En el desván
El alemán cierra las puertas del armario y se retira. Marie-Laure permanece en el peldaño inferior de la escalera de mano contando hasta cuarenta, sesenta, cien. El corazón lucha para oxigenar la sangre y la mente para aclarar la situación. Ahora regresa una de las frases que le leyó Etienne en voz alta: El corazón, que al agitarse en los animales más desarrollados aumenta sus pulsaciones y energía, en los caracoles, cuando son sometidos a una excitación semejante, ralentiza sus movimientos.
Ralentiza tu corazón. Flexiona los pies. No hagas ruido. Presiona el oído contra el falso panel del fondo del armario. ¿Qué oye? ¿Son polillas saliendo de los viejos abrigos de su abuelo? No oye nada.
Despacio, aunque es casi imposible, Marie-Laure se descubre adormecida.
Comprueba las latas en los bolsillos. ¿Cómo abrirlas sin hacer ruido?
Lo único que puede hacer es trepar. Son siete peldaños hasta el túnel triangular del desván. El techo de madera sin pintar desciende a dos aguas, apenas por encima de su cabeza.
El calor se ha acumulado ahí. No hay ventanas ni salidas. No puede huir hacia ninguna parte que no sea el lugar por el que ha entrado.
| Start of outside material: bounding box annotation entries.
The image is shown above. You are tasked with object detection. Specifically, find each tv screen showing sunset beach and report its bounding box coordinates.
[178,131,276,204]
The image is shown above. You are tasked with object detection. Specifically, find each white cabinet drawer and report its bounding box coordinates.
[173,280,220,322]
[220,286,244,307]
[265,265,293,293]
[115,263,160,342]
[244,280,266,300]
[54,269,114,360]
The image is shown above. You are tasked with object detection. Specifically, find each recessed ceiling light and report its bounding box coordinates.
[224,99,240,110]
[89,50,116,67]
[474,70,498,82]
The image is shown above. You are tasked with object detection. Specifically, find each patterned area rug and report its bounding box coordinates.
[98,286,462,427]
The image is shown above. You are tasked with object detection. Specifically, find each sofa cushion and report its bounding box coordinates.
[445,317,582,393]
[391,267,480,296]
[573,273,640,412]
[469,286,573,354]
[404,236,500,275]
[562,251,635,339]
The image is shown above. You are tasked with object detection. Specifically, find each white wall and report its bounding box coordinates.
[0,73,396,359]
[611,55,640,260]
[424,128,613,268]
Con los dedos extendidos roza una vieja bacinilla, una sombrilla y una caja llena de quién sabe qué. Los tablones del suelo del desván son anchos como sus manos. Por experiencia conoce el ruido que hacen cuando alguien camina sobre ellos.
No golpees nada.
Si el alemán abre otra vez el armario, aparta las ropas, quita el panel y sube hasta el desván: ¿qué hará? ¿Golpearle con la sombrilla? ¿Clavarle el cuchillo de pelar?
Gritar.
Morir.
Papá.
Gatea a lo largo de la viga central de la cual salen el resto de los tablones del suelo hacia el muro de piedra de la chimenea que está al fondo. La viga central es más gruesa y tiene que ser más silenciosa. Espera no haberse desorientado. Espera que él no esté a sus espaldas sosteniendo una pistola. Los murciélagos chirrían de forma casi inaudible en el conducto de la ventilación del desván y en algún lugar lejano, en un barco tal vez, o en algún camino más allá de Paramé, suena la artillería pesada.
Crac. Pausa. Crac. Pausa. A continuación un largo grito mientras el proyectil se acerca volando y luego el bum cuando revienta en una de las islas lejanas.
Desde algún lugar más allá de los pensamientos se alza un terror fantasmal, alguna trampilla interior que ella tiene que superar de inmediato y sobreponerse con todo su peso, dejarla atrás y echar el cerrojo. Se quita el abrigo y lo extiende sobre el suelo. No se atreve a acostarse sobre él por temor al ruido que sus rodillas provocarán en los listones. El tiempo pasa. No se oye nada abajo. ¿Se ha ido? ¿Tan rápido?
Por supuesto que no se ha ido. Al fin y al cabo ella también sabe por qué está aquí.
A su izquierda encuentra algunos cables eléctricos que recorren el suelo. Frente a ella se encuentra la caja con las viejas grabaciones de Etienne. El gramófono de cuerda, la vieja grabadora, la palanca que solía utilizar para subir la antena por la chimenea.
Se abraza las rodillas contra el pecho e intenta respirar por los poros de la piel sin hacer ruido, como un caracol. Tiene las dos latas. El ladrillo. El cuchillo.